[Date Prev][Date Next][Thread Prev][Thread Next][Date Index][Thread Index]

Re: [netcdfgroup] legal NetCDF variable names



Hi Dave,

> May I request that Netcdf names beginning with a digit be handled as
> a special exception, requiring some kind of permission mode to be
> set before the API will allow these variables to be created?  In
> this way the default behavior for most users would be the same as in
> previous versions.
> 
> I think it is generally desirable to have Netcdf names follow the 
> same rigor and restrictions as variable names in common programming 
> languages.  Indeed Fortran, NCL, C/C++, Grads, and one or more 
> Netcdf conventions all require the first character alphabetic or 
> sometimes underscore.  The original authors of the Netcdf specs had 
> something like this in mind when they formalized this restriction.

You're right that our intent was to provide easy mappings between netCDF
variables and variables in programming languages.  However, there are
also good reasons to support use of names such as "4LFTX" for a 4-layer
lifted index and "5WAVH" for a 5-wave potential height.  These come
directly from a well-known table of model output parameter names, and
they have apparently been in use for some time in netCDF archives,
although we didn't realize this.

After the recent release that returned an error when asked to create
such names, we also heard from another user who wrote:

  ... This breaks our application, which uses variable names that are
  completely numeric. This is partly for historical reasons, partly
  because numbers aren't language-specific (they are mapped to a
  language-specific string when they are displayed), and partly
  because it allows us to create more performant and space-efficient
  indices using integers (we have a lot of index information!).

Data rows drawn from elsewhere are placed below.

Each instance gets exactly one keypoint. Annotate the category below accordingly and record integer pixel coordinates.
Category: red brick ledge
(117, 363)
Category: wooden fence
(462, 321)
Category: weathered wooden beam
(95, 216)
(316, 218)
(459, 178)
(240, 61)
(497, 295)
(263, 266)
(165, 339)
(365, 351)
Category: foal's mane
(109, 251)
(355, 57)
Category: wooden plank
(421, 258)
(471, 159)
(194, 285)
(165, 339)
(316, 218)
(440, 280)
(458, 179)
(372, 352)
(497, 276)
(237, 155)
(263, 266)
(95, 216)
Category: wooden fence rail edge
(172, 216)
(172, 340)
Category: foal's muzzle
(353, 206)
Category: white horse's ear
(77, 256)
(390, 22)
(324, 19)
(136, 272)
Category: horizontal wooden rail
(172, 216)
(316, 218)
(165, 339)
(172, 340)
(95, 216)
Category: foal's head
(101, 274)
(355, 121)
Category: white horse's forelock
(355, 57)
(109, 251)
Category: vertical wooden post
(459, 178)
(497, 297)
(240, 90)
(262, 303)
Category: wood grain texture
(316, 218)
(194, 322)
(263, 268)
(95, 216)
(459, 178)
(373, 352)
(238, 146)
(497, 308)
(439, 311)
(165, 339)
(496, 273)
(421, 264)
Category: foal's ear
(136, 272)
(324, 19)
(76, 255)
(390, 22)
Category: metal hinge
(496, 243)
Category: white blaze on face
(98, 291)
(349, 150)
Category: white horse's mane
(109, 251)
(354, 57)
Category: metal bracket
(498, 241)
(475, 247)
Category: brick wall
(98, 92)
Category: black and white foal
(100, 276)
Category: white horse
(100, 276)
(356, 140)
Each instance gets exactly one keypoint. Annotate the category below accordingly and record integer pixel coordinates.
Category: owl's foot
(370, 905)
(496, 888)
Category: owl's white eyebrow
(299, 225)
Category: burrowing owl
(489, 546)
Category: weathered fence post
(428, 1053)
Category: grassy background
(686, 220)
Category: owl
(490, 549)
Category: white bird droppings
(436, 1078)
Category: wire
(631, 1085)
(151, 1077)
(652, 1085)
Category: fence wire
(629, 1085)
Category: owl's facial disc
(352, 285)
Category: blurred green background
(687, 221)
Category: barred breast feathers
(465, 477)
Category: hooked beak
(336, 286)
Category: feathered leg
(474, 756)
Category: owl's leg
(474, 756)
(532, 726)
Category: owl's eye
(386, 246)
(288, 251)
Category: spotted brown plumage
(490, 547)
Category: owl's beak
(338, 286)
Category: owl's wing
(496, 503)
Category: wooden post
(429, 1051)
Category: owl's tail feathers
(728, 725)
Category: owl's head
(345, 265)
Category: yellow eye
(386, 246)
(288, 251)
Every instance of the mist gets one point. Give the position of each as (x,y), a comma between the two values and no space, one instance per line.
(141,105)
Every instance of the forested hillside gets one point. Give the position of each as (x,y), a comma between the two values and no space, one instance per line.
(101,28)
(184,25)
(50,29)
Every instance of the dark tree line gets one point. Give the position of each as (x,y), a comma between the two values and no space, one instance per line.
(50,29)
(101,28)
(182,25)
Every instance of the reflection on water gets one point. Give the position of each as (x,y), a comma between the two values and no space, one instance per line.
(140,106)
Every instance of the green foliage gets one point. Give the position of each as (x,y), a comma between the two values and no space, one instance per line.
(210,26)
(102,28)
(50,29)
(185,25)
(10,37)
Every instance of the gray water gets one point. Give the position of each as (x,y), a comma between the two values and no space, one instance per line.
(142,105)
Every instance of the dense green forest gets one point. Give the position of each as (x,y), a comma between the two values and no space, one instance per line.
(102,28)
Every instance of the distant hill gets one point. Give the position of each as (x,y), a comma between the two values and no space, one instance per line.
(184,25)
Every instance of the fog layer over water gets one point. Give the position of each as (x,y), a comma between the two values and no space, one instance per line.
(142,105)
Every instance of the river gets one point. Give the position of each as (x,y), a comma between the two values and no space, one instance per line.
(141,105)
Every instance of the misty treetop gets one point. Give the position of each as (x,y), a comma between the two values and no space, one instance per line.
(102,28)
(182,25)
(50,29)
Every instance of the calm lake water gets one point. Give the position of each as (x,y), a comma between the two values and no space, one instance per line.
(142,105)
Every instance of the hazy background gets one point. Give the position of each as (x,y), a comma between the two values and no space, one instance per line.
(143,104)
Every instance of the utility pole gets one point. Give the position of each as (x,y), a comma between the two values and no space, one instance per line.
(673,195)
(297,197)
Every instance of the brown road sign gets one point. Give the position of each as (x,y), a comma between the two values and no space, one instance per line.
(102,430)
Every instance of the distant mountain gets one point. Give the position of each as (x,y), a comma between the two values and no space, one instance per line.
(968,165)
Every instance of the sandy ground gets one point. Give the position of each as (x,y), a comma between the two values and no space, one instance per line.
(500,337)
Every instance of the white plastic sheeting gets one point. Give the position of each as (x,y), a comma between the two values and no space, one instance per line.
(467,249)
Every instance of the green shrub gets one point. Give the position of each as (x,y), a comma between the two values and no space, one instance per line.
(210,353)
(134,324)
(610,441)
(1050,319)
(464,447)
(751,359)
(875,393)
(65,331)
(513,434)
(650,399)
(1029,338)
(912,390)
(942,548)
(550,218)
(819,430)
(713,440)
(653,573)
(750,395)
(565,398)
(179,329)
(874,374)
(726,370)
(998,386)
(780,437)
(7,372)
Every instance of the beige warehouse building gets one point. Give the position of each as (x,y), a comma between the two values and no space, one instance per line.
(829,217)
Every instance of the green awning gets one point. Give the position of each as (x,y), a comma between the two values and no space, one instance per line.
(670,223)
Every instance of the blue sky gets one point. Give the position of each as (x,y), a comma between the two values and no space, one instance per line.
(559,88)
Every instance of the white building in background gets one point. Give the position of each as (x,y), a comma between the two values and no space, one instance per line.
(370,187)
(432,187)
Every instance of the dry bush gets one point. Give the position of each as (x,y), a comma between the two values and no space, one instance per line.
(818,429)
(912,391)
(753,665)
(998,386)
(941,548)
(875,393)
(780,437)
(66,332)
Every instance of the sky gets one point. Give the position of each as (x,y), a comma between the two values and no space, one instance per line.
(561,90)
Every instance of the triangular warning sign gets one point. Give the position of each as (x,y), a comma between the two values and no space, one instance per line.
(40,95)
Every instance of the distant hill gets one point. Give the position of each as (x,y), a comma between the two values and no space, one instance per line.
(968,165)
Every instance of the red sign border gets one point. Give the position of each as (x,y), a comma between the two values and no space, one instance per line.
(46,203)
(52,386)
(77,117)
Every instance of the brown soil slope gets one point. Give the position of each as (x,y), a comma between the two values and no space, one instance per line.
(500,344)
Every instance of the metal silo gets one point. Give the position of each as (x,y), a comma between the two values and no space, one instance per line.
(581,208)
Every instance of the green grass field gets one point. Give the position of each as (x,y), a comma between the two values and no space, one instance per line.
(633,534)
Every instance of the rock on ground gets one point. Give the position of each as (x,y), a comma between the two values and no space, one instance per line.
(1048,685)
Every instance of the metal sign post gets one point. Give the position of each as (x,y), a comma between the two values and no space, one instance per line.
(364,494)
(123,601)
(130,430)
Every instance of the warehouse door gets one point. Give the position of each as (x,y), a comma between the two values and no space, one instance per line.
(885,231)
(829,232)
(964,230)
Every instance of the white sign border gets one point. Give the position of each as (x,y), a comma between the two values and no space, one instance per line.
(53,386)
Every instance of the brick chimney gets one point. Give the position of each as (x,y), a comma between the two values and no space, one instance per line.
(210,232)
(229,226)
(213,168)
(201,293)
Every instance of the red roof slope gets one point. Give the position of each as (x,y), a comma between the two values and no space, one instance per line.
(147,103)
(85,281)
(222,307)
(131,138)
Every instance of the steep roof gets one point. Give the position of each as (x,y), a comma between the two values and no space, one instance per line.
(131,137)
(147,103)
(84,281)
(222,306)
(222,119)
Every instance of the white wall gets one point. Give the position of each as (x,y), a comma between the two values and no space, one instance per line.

The C-based netCDF libraries have always supported reading netCDF data
with arbitrary names.  On defining names in a new dataset, the libraries
have enforced restrictions on names.  The absence of a check on creating
names beginning with a number ("numeric names" for short) was
inadvertent.  We didn't realize enforcing this restriction in the new
software would cause problems, but now that we know there are
operational data collections that make use of numeric names, we have to
consider our commitment to backward compatibility:

  
http://www.unidata.ucar.edu/software/netcdf/workshops/2007/netcdf4/Compatibility.html

The problem of mapping numeric names to variable names in C and
Fortran has a fairly simple solution, for example mapping the name
"4LFTX" to the variable name "DIGIT_4_LFTX" in the C or Fortran
programs generated by ncgen from CDL input.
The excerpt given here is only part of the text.